This month we published a thought piece in Business Daily on the potential that digital media as an industry and a career path holds to curb youth joblessness in Kenya and, more broadly, Africa. We propose that the industry hold potential to not only create jobs for youth in today’s economy, but also basic digital media skills give youth the edge in a heavily saturated job market that sees 800,000 new young people reach working age every year. See below an extract from the article, and catch the full article here.
So what solution is there to provide job opportunities to the millions of young people that find themselves without any income? And what of the hundreds of thousands of young people that enter the job market every year (estimated at 800,000 each year)? Even those that have university degrees take an average of five years to secure a job, so what hope is there for the lesser educated?
One of the most promising global industries, and fastest growing job sectors, is digital media.
From graphic designers, to game developers and animators, the demand for content is leading to a corresponding increase in the availability of paid opportunities for skilled young people. Add to this basic coding skills and skills around content creation and editing, and the possibilities are multiplied.

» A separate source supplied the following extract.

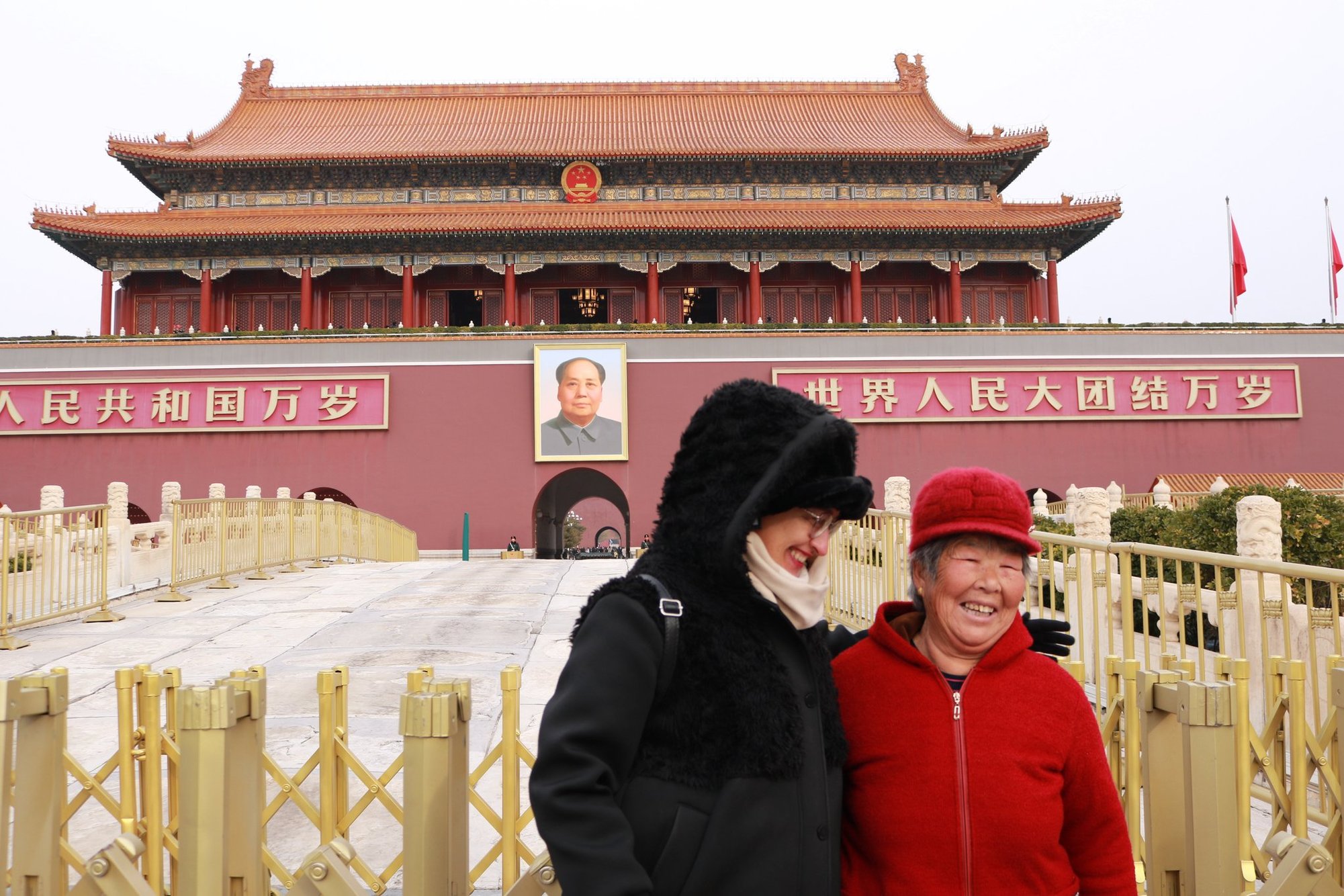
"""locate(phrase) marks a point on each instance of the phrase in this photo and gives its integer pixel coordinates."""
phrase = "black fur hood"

As Kenya, and Africa as a whole, become more prosperous, and there is greater demand for cultural products and digital content for both education and entertainment from a growing literate population, the industry grows.
The global digital media industry is expected to grow by 12.6 percent in 2020, and is poised for similar growth spurts in the years to come.

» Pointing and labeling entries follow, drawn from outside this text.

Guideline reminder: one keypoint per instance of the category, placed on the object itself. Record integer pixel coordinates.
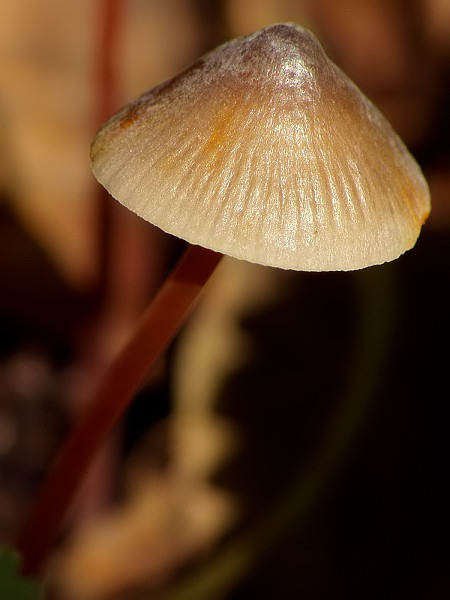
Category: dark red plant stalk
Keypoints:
(158, 326)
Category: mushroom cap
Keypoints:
(264, 150)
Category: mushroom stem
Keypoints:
(159, 324)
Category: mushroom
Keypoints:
(263, 150)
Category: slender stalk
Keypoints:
(158, 326)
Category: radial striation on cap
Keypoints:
(264, 150)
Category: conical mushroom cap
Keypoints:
(264, 150)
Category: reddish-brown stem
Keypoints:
(159, 324)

One solution is therefore to equip young Kenyan men and women with digital media skills. In this way they can pursue some of the livelihoods opportunities that this sector has to offer.
These skills are not standalone skills; more and more, every young professional is expected to have a basic grasp of digital skills, and those that do have such skills have the edge on the job market over those that don’t, even for jobs that are not specifically in that sector.
If left to choose between a receptionist that just has receptionist skills (admin, customer service, etc), or one that has receptionist skills and can also format and design documents and marketing materials, or upload content to a website, the choice is relatively straightforward.
We need to give young people access to both skills and to equipment, from a young age. Particularly in rural areas, children are woefully underserved when it comes to having access to computers, smartphones or tablets, and they are therefore at a distinct disadvantage in later life.